# Proving a linear transform is diagonalizable

## Homework Statement

Let U be the R-vector space consisting of all polynomials of degree at most n with
coefficients that are real.

The Derivative Map
F : U $$\rightarrow$$ U
f(x) $$\rightarrow$$ f'(x)

Is the derivative function F diagonalizable?

## The Attempt at a Solution

My instinct says yes but I'm not too sure why. Am I right in saying that eigenvalues are invariant after a linear transform. I'm pretty sure that before the function is applied you can have a matrix that has n+1 distinct eignenvalues but not sure if this is the right lines or if it is how to set about writing it down in a proof format.

Any help would be great thanks !

Hurkyl
Staff Emeritus
Gold Member
Am I right in saying that eigenvalues are invariant after a linear transform.
Can you be more precise in what you mean? Eigenvalues of what? What linear transform?

The linear transform is differentiation function.

The eigenvalues I'm not so sure of , the main reason I say it is because in my notes it seems to be the only thing remotely to do with this question.

In the following deffinitions I have , I assume he means A is the vector space you start with

Let A be an (nxn) matrix, A is diagonalisable by similarity transform if and only if there is a basis for R^n consisting of entirely eigenvectors for A.

and

If A is diagonisible then

the sum of the distinct eigenvalues for dimension of the eigenspace = n

Oh and I also know that eigenvalues are similarity invariant but their eigenvector aren't (altho they have a 1 to 1 correspondance after the function is applied)

Sorry I'm pretty confused at how to go about this, so I'm sorry if it doesn't make sense

Hurkyl
Staff Emeritus
Gold Member
In the following deffinitions I have , I assume he means A is the vector space you start with

Let A be an (nxn) matrix, A is diagonalisable by similarity transform if and only if there is a basis for R^n consisting of entirely eigenvectors for A.
No, he meant what he said: A is an nxn matrix. Diagonalizability is not a property of vector spaces; it is a property of matrices (and of linear transformations).
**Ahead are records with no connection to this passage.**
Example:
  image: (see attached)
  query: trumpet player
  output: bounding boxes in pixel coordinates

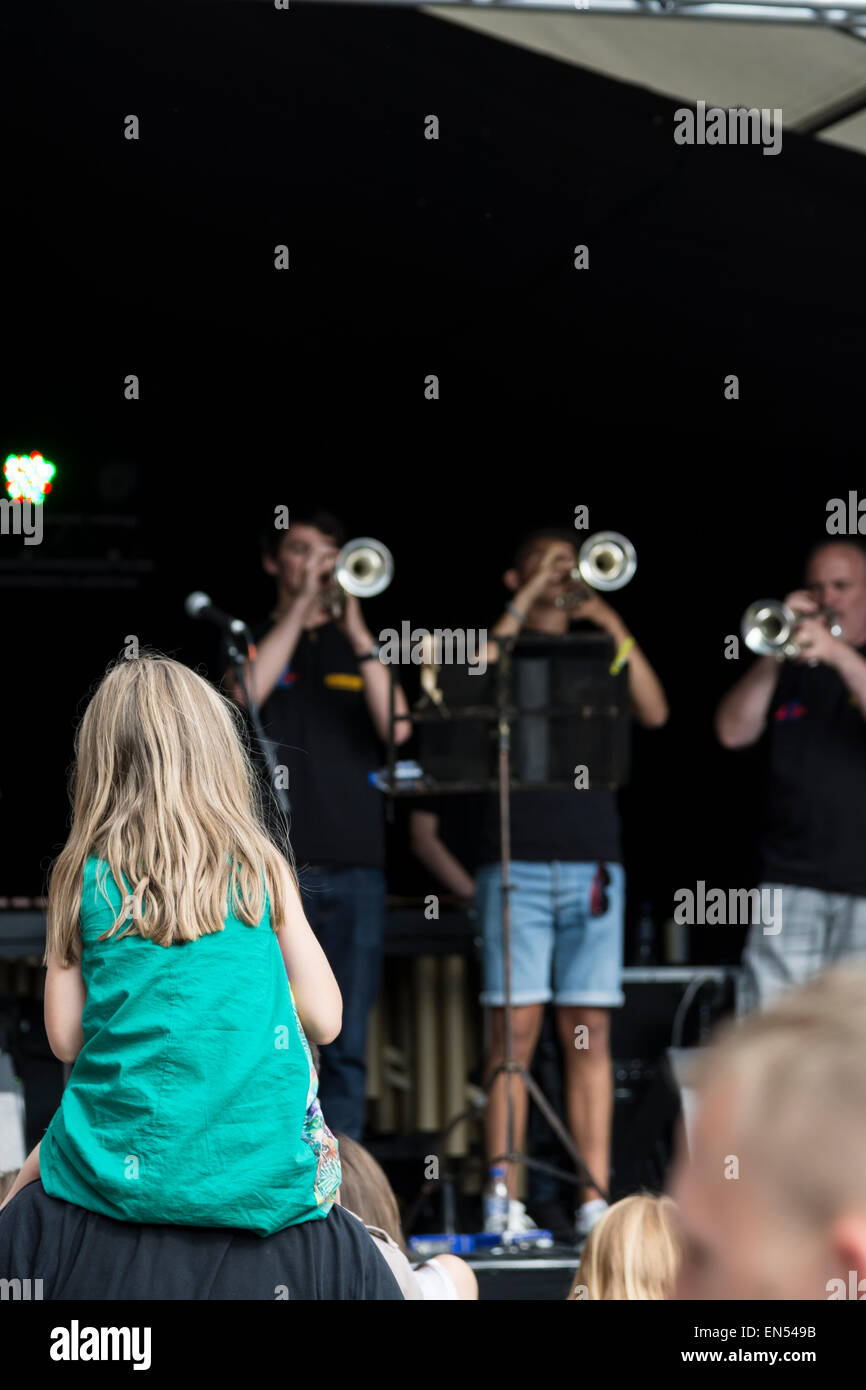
[715,538,866,1015]
[479,528,668,1241]
[229,507,410,1140]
(This n, of course, does not necessarily have anything to do with the n in your original problem)

the sum of the distinct eigenvalues for dimension of the eigenspace = n
This doesn't make sense. I know the theorem you're trying to state, but the idea you have in your head doesn't make sense.

If a matrix is diagonalizable, then:

It have a set of (distinct) eigenvalues.
Each of those eigenvalues has a corresponding eigenspace.
Each of those eigenspaces has a dimension.
The sum of all of those dimensions is n.